Par Guillermo Alvarado

 

Les Départements du Trésor et du Commerce des États-Unis ont annoncé de nouvelles régulations qui modifient de façon partielle et limitée le blocus économique, commercial et financier contre Cuba, une politique agressive qui dure depuis plus d'un demi siècle et dont la colonne vertébrale n'a pas pratiquement changée.

Parmi les nouvelles mesures annoncées se trouve la possibilité d'utiliser le dollar étasunien dans les transactions financières de Cuba et une certaine flexibilité des conditions mises aux citoyens étasuniens pour voyager dans notre pays.

Il faut étudier à fond la véritable portée de ces mesures adoptées par le président Barack Obama, qui réalisera, à partir de ce dimanche, une visite à Cuba, qualifiée d'historique, étant donné qu'il s'agit de la première visite d'un président des États-Unis dans notre pays depuis le triomphe de la Révolution en 1959 et la seconde de l'histoire.

En 1928, le président John Calvin Coolidge, est arrivé à La Havane où il a trouvé un gouvernement servile, à la tête duquel se trouvait le dictateur Gerardo Machado, qui avait besoin de cette reconnaissance de Washington pour prolonger sa dictature face à l'opposition de plus en plus croissante de la société cubaine.

Un panorama très différent attend Obama à Cuba. Il sera reçu par un peuple qui est fier de toutes les conquêtes faites durant ces 5 dernières décennies, ainsi que du système politique, économique et social qu'il s'est donné en toute liberté.

Cuba accueillera le président des États-Unis avec respect et cordialité, parce que nous sommes un pays fort, qui a largement prouvé sa capacité d'avoir des relations dans le cadre du concert des nations, sur un pied d'égalité, sans aucun type de subordination et sans aucune peur.

Nous écouterons Obama, mais on lui expliquera aussi, peut-être, dans les discours, mais en lui montrant dans la pratique, combien avons nous fait et combien nous aurions pu faire si le blocus n'existait pas.

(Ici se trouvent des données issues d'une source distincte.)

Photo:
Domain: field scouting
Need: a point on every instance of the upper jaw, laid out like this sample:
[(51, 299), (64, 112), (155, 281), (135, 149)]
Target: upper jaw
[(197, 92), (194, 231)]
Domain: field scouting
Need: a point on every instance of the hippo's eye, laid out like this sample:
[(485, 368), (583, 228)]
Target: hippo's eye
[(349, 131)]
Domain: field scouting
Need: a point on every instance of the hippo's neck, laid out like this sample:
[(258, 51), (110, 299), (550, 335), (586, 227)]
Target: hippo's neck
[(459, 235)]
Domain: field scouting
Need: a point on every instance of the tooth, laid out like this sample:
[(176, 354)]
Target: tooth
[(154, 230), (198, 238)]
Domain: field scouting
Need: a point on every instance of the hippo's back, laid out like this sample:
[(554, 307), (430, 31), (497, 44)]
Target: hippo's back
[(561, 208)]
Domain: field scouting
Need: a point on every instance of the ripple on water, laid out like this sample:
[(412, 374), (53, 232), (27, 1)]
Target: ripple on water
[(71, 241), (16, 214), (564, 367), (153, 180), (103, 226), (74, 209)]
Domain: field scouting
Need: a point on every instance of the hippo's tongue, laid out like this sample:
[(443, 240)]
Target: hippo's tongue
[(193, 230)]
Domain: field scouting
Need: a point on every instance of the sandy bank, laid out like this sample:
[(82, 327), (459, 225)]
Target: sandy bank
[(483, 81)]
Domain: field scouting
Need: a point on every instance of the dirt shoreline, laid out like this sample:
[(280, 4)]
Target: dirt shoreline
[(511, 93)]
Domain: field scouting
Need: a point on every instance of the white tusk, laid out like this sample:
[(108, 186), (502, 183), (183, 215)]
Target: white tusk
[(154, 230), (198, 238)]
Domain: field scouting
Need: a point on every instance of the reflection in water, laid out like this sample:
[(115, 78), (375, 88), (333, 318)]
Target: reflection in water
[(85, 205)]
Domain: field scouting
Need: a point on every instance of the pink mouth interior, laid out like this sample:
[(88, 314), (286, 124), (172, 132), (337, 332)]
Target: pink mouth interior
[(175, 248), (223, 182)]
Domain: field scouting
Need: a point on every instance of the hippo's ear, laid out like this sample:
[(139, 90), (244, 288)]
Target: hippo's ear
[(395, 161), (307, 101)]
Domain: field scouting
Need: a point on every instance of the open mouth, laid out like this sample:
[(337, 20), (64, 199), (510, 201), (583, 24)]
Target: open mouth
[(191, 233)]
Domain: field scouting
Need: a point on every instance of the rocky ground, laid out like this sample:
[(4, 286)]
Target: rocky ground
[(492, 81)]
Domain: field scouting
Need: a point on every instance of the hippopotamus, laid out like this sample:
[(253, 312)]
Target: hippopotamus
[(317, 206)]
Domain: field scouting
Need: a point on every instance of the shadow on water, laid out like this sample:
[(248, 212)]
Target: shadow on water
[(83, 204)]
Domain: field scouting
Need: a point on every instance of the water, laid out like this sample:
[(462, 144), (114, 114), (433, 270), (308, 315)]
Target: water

Cuba se doit de réaliser son commerce avec le monde sous la menace constante de sanctions qui découragent des entreprises et entités financières mondiales. Pas mal de fois, cette conjoncture est présentée comme un prétexte pour augmenter les coûts au dessus des standards.

Nous ne parlons pas d'une menace fantasmagorique, mais des faits réels. Des banques et des firmes qui ont osé faire des affaires avec notre pays se sont vues frapper d'amendes millionnaires.

C'est très bien que les citoyens étasuniens aient reçu désormais la permission de voyager en individuel à Cuba, mais ce qui est incompréhensible est l'interdiction qui pèse sur eux pour faire du tourisme dans notre pays, comme les personnes du reste de la planète dont plus d'un million ont choisi de venir en visite touristique cette année à Cuba.

L'administration Obama persiste sur sa politique de compte gouttes pour remédier à une situation créée par ses prédécesseurs. Ces mesures partielles sont positives, mais insuffisantes pour surmonter le principal écueil vers la normalisation des relations avec Cuba: le blocus.

Il faut y ajouter la restitution du territoire occupé par l'illégale base navale de Guantánamo, l'élimination de programmes destinés inutilement à favoriser la déstabilisation interne, la fin de la dite politique de “changement de régime” et des agressions de radio et de télévision contre notre pays.

Malgré tout, Obama sera reçu de façon respectueuse par ce peuple, qui n'oublie pas cependant l'histoire.